Windows 10 contains an annoying feature called the Network Connectivity Status Indicator, part of the Network Location Awareness service. This tries to determine if you have an internet connection by probing DNS and a canary domain. Unfortunately it is quite buggy and seems to often ignore the default route, preferring to try to connect to the internet through my Hyper-V vEthernet Switch instead of my Wi-Fi. Normally I wouldn't care whether an icon says I have internet access or not, but a number of 3rd party programs such as Spotify rely on the NCSI service to tell if they have internet access or not, and refuse to work when "offline".

There are various workarounds posted online such as modifying group policy, changing registry entries, changing hosts files, etc which sometimes work, but I've run into a number of times where the indicator has refused to update despite these workarounds, and I did not have the availability for a reboot - so I naturallly had to fix it!

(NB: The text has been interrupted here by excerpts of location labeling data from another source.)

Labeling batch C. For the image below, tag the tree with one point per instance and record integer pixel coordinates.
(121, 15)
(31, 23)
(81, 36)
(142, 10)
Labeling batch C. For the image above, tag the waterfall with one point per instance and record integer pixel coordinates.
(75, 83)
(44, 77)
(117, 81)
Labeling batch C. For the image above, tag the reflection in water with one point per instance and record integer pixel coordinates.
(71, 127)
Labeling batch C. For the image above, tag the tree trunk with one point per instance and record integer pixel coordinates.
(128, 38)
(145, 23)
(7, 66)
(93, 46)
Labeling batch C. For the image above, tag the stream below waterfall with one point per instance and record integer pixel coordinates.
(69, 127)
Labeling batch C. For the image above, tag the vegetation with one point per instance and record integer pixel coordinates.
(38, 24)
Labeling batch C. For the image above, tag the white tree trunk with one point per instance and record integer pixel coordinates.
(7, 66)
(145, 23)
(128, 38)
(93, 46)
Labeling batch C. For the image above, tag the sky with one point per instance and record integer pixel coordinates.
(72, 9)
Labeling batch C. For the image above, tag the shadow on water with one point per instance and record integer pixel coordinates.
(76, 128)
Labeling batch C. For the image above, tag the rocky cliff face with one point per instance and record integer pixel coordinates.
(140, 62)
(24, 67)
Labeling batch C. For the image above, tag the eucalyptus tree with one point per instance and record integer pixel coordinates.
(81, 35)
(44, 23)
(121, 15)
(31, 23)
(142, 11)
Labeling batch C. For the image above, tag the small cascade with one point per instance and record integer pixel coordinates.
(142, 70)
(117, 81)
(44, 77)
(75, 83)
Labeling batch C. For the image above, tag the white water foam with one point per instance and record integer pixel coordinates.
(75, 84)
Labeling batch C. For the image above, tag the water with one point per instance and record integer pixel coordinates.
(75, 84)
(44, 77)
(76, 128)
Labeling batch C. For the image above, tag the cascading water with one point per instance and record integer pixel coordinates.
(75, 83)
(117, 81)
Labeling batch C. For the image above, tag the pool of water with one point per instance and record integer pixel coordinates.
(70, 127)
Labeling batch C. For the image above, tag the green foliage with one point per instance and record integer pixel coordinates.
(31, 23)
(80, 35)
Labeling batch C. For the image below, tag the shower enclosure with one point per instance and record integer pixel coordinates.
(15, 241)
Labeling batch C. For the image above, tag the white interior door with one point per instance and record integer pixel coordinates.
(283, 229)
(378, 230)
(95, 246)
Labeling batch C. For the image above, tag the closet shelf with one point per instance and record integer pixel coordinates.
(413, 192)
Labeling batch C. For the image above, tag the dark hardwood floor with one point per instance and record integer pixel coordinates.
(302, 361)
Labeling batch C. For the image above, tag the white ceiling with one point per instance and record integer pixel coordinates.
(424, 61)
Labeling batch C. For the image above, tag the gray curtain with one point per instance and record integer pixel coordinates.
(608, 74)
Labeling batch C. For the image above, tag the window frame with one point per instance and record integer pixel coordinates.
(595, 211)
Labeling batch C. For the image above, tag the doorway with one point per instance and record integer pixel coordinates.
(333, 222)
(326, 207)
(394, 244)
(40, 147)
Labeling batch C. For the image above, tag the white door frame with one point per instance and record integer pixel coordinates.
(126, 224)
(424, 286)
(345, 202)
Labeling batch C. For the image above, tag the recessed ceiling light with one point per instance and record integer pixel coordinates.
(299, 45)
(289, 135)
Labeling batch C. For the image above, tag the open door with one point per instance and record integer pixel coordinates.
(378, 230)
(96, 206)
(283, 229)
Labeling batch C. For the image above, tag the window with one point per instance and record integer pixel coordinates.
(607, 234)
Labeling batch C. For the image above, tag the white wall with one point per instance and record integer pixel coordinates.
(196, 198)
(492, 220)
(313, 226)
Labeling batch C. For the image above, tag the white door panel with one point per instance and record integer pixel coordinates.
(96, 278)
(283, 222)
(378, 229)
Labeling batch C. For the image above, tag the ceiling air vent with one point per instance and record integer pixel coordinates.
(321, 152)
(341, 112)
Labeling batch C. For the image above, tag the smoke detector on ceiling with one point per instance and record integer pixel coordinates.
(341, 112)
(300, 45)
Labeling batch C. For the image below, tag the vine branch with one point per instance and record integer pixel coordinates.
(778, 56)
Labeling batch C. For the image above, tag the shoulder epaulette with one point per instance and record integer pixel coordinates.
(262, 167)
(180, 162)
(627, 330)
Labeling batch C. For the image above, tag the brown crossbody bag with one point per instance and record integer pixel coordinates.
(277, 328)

I ended up creating a program which will perform an in-memory patch on ncsi.dll within the Network Location Awareness service. The patch makes it set the status to "Internet" every time an update is applied. It doesn't fix the situation immediately as something still needs to trigger a connectivity re-check (eg, disable / enable your network adapter), but after the first status update it should remain locked to "Internet". I'm sharing it here in case anyone else also suffers from this issue and wants a workaround that doesn't involve rebooting and hoping it goes away.

Download: (8KB)

How To Use

Run the included .exe as administrator (admin is required for accessing system services). A dialog will appear informing you of success or failure. Disable and enable your adapter and it should hopefully remain locked to "Internet".

For safety, the changes are only applied in-memory, so they will be lost after a reboot. I recommend creating a scheduled task if you wish to apply it on every startup. While FixNCSI tries to do a pattern match to be less dependent on the specific version of ncsi.dll, the code is still subject to change by Microsoft, so you may need to occasionally check back here for an updated version if it stops working after an update. If this gets popular maybe I'll add a remote update check for various patterns or something.